There is a great deal of innovation in the market with respect to fluid flow applications in the built community, and that can be seen in both new and existing building stock. What’s really interesting is the arrival of digitalization as a way to build digital twins for both optimization and condition-based maintenance. An incredible amount of technology can be integrated into fluid flow devices, even the smaller circulators. This means all types and sizes of these devices can have IP addresses and can support wi-fi communications, along with the traditional control and communications connections. This shift to digitalize and connect all aspects of a system has changed and will continue to change industry thinking. The performance and efficiency challenge for building operators is no longer about how to make any one mechanical piece of equipment marginally more efficient from a mechanical approach. Now, it’s about making the entire system and surrounding networks perform better.
In both comfort systems and process systems, information technology takes us light years ahead of traditional setpoint control. With respect to the challenges that every business is facing from the global COVID-19 experience, building operators are opting for more remote management capabilities and intelligent systems. That’s leading to demand in a different but related area. intelligent, connected systems with data-tracking functions can quickly accumulate staggering amounts of raw data. With all of the new information sources in a building, problems around data overload become apparent very quickly.

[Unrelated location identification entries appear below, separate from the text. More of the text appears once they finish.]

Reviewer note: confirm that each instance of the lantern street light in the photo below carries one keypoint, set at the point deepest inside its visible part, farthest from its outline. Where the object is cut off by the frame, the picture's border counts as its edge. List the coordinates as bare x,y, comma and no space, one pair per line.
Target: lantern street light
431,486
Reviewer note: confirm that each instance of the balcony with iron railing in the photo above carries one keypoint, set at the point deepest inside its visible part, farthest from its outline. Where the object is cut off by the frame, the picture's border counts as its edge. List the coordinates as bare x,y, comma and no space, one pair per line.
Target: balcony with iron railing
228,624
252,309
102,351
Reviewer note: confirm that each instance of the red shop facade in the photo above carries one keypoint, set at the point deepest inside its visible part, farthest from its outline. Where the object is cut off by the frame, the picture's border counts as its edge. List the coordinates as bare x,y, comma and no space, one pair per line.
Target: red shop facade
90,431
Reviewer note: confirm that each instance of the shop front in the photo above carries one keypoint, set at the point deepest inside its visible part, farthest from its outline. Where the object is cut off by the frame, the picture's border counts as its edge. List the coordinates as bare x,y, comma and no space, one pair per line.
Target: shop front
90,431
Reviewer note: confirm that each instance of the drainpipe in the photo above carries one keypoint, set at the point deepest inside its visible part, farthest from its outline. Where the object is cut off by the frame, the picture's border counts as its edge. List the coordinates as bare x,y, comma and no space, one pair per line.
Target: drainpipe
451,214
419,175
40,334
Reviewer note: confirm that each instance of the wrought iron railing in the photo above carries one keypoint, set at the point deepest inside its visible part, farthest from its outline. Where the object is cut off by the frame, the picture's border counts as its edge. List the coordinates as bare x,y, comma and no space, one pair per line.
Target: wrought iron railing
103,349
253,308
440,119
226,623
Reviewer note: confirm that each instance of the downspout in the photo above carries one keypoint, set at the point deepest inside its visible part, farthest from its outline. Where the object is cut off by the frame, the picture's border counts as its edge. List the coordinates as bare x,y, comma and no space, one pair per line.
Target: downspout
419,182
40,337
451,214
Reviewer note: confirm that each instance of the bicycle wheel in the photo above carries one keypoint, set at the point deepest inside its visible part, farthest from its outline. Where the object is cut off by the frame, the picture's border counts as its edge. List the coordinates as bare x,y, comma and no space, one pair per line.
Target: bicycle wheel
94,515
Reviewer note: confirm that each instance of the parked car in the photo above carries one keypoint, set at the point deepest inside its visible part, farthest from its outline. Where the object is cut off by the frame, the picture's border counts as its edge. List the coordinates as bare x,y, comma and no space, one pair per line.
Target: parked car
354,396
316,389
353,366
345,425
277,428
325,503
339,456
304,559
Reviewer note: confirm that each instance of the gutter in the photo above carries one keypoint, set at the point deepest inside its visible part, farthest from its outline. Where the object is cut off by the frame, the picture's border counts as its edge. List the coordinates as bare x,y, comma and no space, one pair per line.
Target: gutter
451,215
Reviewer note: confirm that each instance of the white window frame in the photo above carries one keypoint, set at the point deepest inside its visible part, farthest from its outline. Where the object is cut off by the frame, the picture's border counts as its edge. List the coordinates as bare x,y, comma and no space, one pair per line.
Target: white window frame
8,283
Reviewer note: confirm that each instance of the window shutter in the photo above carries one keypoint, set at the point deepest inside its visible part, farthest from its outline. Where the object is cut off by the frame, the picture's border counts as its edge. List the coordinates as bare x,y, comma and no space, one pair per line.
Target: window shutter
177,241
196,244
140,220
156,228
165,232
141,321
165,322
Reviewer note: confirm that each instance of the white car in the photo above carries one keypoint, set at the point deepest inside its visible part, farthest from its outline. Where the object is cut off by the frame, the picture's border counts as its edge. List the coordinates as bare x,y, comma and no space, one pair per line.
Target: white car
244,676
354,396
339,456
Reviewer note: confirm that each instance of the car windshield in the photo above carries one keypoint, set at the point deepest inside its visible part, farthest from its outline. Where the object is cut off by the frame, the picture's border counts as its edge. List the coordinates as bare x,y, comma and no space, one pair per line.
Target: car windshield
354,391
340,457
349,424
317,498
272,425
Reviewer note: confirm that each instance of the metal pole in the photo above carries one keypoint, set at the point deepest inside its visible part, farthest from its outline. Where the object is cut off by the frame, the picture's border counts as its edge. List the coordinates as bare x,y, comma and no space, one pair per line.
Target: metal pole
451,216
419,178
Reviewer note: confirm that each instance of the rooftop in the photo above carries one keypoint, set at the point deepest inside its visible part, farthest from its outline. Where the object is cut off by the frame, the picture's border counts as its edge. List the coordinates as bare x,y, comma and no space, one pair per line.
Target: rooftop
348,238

So, what we’re seeing recently is a marked increase in the number of building operators who are asking for informative insights that will help them with decision-making. You asked specifically about pumps. A good example of data versus insights would be the vibration data that can be obtained from a pump. The operator really doesn’t know what good or bad vibration data looks like. However, advanced systems with diagnostic capabilities can analyze mountains of vibration data and detect a trend more easily. The system can alert an operator if the vibration data is indicating a degradation of the motor bearings, a blocked strainer or pump cavitation. The more sophisticated systems can even indicate the degree of urgency, to tell an operator whether an issue needs attention today, or inspection within a month.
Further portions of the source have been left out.